What made the FH2000 so special was the fact that it was “The
First Ever 52 Caliber 155mm Gun Howitzer” anywhere in the world. It was a good
headline that turned on the bureaucrats in the ministry of defense and in our
local arms industry (I’m speaking as someone who had to stress that our gun
howitzers were “designed and made LOCALLY.”)
There was only one snag with the FH2000. Prick Think was aimed
at creating headlines designed to turn on bureaucrats in their airconditioned
offices. We, the guys using the gun didn’t quite see it that way. One of the
most memorable ones was the fact that you needed a degree to shut the breach
after the rounds and charges were loaded – apparently that was an improvement on
the gun’s predecessor, the FH88, where the breach slammed shut with a pull of a
single leaver. I’m glad to say that this issue was resolved closer to the end
of my national service period (nearly a year after the fact)
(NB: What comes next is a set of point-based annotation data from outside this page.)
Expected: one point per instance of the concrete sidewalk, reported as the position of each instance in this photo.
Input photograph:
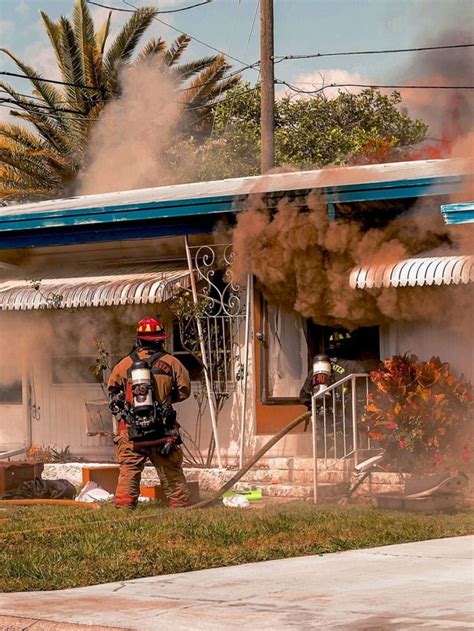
(424, 585)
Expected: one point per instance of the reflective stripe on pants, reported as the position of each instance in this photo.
(132, 461)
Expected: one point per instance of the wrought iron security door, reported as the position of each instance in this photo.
(222, 316)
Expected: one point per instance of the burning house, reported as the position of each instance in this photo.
(269, 266)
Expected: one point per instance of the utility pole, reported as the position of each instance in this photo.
(267, 83)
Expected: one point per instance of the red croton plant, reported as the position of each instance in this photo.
(420, 413)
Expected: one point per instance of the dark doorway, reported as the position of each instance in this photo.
(359, 344)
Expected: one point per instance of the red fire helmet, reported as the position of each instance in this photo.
(151, 329)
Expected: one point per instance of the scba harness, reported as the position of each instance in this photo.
(149, 422)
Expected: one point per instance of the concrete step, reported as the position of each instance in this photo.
(302, 464)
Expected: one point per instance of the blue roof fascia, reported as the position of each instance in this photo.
(72, 235)
(157, 218)
(172, 209)
(400, 189)
(458, 213)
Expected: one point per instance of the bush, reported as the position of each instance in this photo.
(420, 413)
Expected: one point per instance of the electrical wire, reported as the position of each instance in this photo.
(196, 39)
(192, 6)
(56, 113)
(370, 85)
(38, 106)
(237, 71)
(231, 107)
(23, 76)
(222, 83)
(281, 58)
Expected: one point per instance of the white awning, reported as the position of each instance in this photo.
(436, 270)
(99, 288)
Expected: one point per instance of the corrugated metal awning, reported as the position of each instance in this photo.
(94, 289)
(436, 270)
(458, 213)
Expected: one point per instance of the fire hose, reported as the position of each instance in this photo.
(273, 441)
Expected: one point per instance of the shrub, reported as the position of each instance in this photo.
(420, 412)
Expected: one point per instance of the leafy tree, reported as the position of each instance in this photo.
(41, 156)
(314, 132)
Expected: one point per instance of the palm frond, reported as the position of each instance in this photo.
(102, 34)
(185, 71)
(51, 95)
(126, 41)
(50, 131)
(207, 86)
(20, 136)
(174, 52)
(72, 62)
(151, 48)
(83, 28)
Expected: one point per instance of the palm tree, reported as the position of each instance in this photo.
(41, 157)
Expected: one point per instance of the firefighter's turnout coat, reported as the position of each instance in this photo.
(171, 384)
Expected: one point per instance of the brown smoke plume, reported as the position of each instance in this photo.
(303, 261)
(448, 112)
(133, 134)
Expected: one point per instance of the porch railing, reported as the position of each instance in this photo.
(335, 415)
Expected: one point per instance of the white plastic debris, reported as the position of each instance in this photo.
(236, 501)
(92, 492)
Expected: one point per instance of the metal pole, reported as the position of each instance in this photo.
(246, 369)
(202, 345)
(315, 448)
(354, 421)
(267, 85)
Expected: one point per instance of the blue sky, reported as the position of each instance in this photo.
(301, 26)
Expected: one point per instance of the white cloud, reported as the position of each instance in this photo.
(6, 27)
(317, 80)
(22, 8)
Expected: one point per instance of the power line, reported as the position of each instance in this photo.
(237, 71)
(231, 107)
(192, 6)
(38, 105)
(230, 47)
(369, 85)
(24, 76)
(57, 113)
(281, 58)
(196, 39)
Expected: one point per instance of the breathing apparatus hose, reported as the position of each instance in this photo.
(228, 485)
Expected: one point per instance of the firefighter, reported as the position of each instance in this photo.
(340, 368)
(142, 388)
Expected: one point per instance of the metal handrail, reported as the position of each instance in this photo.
(322, 395)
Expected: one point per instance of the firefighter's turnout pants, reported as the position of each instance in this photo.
(132, 461)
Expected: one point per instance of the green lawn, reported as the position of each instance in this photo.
(52, 548)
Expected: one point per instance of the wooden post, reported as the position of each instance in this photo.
(267, 83)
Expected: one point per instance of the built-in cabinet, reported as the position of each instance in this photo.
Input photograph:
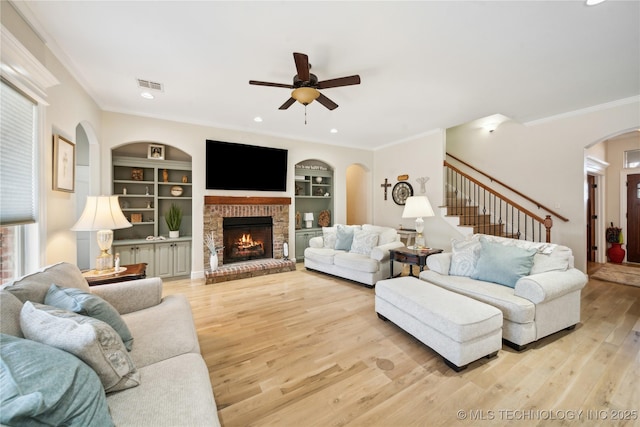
(146, 188)
(173, 259)
(313, 194)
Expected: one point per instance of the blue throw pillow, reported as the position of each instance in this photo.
(41, 385)
(344, 237)
(502, 264)
(87, 304)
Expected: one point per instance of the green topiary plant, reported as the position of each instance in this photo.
(173, 217)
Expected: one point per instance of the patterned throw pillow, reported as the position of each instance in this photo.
(464, 257)
(91, 340)
(363, 242)
(344, 237)
(87, 304)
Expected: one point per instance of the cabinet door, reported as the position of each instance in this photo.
(182, 258)
(127, 254)
(145, 253)
(164, 259)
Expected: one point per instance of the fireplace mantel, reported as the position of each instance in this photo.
(233, 200)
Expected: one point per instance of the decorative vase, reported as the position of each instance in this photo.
(616, 253)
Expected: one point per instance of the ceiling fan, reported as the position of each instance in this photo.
(305, 85)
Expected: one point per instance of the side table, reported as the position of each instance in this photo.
(130, 272)
(411, 256)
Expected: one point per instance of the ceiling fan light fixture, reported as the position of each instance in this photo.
(305, 95)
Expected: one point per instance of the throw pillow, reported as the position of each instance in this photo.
(363, 242)
(41, 385)
(464, 257)
(91, 340)
(87, 304)
(502, 264)
(329, 237)
(344, 237)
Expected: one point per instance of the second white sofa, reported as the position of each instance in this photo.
(355, 252)
(535, 285)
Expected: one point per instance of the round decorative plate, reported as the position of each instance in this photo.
(401, 191)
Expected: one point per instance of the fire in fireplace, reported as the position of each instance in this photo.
(247, 238)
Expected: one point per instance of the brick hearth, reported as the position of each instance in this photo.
(218, 207)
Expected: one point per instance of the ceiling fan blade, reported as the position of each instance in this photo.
(287, 104)
(302, 65)
(255, 82)
(327, 102)
(341, 81)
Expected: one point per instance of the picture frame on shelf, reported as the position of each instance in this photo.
(155, 152)
(64, 164)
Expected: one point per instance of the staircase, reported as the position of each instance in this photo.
(476, 208)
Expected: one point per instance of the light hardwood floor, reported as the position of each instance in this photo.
(306, 349)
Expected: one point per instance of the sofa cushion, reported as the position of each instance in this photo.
(558, 260)
(387, 234)
(321, 255)
(344, 237)
(464, 257)
(10, 307)
(363, 242)
(41, 385)
(91, 340)
(84, 303)
(514, 308)
(329, 237)
(502, 264)
(33, 287)
(357, 262)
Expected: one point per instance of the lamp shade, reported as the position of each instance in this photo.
(101, 213)
(417, 207)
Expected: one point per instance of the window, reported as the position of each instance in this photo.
(18, 178)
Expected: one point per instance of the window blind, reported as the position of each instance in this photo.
(17, 157)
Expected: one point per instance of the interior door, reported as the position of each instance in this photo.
(633, 218)
(591, 219)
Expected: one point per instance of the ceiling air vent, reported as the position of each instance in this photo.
(146, 84)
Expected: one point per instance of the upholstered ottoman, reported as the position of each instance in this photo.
(458, 328)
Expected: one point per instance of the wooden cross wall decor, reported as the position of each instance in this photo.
(386, 185)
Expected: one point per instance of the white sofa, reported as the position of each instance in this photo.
(364, 259)
(535, 285)
(165, 381)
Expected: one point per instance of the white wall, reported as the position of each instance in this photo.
(419, 157)
(545, 160)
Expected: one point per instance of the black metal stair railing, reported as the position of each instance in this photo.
(489, 212)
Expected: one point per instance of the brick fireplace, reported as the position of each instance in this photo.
(217, 208)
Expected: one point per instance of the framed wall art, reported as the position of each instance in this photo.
(64, 164)
(156, 152)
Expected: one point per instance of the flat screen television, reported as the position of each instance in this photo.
(232, 166)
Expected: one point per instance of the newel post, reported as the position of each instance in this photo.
(548, 223)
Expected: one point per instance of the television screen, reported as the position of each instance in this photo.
(233, 166)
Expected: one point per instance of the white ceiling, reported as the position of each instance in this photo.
(424, 65)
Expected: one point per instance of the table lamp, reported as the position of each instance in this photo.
(417, 207)
(102, 214)
(308, 217)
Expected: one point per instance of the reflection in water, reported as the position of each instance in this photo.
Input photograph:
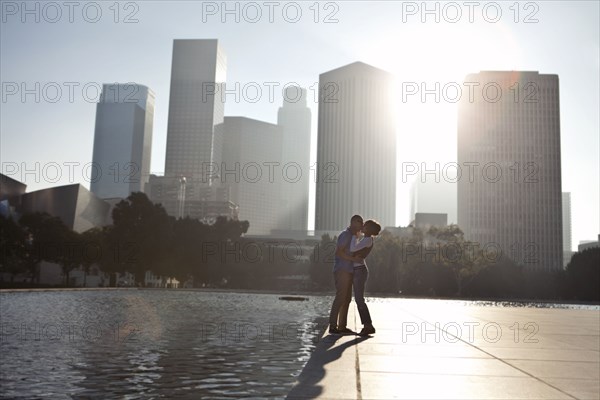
(154, 343)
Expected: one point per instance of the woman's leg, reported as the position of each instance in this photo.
(343, 294)
(360, 279)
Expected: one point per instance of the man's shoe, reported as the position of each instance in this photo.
(367, 330)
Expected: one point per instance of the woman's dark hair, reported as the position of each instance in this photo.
(373, 226)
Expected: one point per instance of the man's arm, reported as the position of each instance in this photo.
(339, 252)
(361, 244)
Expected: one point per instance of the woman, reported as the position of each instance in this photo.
(361, 247)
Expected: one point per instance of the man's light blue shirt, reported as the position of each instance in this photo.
(340, 264)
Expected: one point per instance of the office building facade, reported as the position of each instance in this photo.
(356, 147)
(509, 194)
(122, 140)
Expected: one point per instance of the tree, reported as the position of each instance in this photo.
(44, 240)
(140, 236)
(13, 251)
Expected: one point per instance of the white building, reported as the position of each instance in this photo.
(252, 168)
(295, 121)
(509, 136)
(429, 196)
(195, 108)
(356, 147)
(122, 140)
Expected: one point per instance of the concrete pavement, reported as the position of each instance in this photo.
(432, 349)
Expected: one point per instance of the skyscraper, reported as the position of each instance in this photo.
(567, 239)
(356, 147)
(295, 121)
(429, 196)
(195, 108)
(509, 194)
(251, 151)
(122, 140)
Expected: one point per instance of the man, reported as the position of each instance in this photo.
(343, 269)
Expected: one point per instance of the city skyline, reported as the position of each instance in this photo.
(515, 47)
(514, 200)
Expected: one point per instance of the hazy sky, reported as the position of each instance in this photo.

To be fair to Singapore’s Ministry of Defense, it is not the
only organization to be flooded with Prick Think.
I think of the time when someone in our Civil Aviation Authority
got turned on by the idea of holding a competition to come up with a name for
the budget terminal. Millions were spent holding a competition and, in the end,
the grand winner was “The budget terminal.”
More recently there was the example of how we were being
lauded as the example of how to manage the coronavirus. We had seemingly
contained the virus without shutting down the economy. It played out in the headlines
of the international press. The politicians and bureaucrats got turned on and amidst
all the excitement of being lauded as a role model, everybody forgot about our
migrant workers and the conditions they were living in. Overnight, daily cases
which were being counted in their tens, ended up being counted in the hundreds.
To be fair to bureaucrats, prick think is not limited to
government departments. When you’re in the insolvency business, you often run
into companies that went under because the CEO got afflicted with Prick Think. –
You’d be talking about the leaders who got expansion happy by leveraging their
businesses beyond swimming point and would only talk about how big and clever
they were but somehow neglected to look at basics like whether they could meet
the rent or salaries or post letters in a timely fashion without going into
cardiac arrest.
Thinking with your prick isn’t a bad thing if it drives you to
get things done. However, as the old adage about penises goes “better to be
small and hard than big and floppy.” Size, while impressive isn’t everything.
You need to get the basics right. If you can’t get the basics right, what’s the
point in being the biggest guy in the room. If you’re small and can get it up,
you get laid. If you’re so obsessed with size and preening but you forget the basics,
well end up setting yourself up for a nasty fall.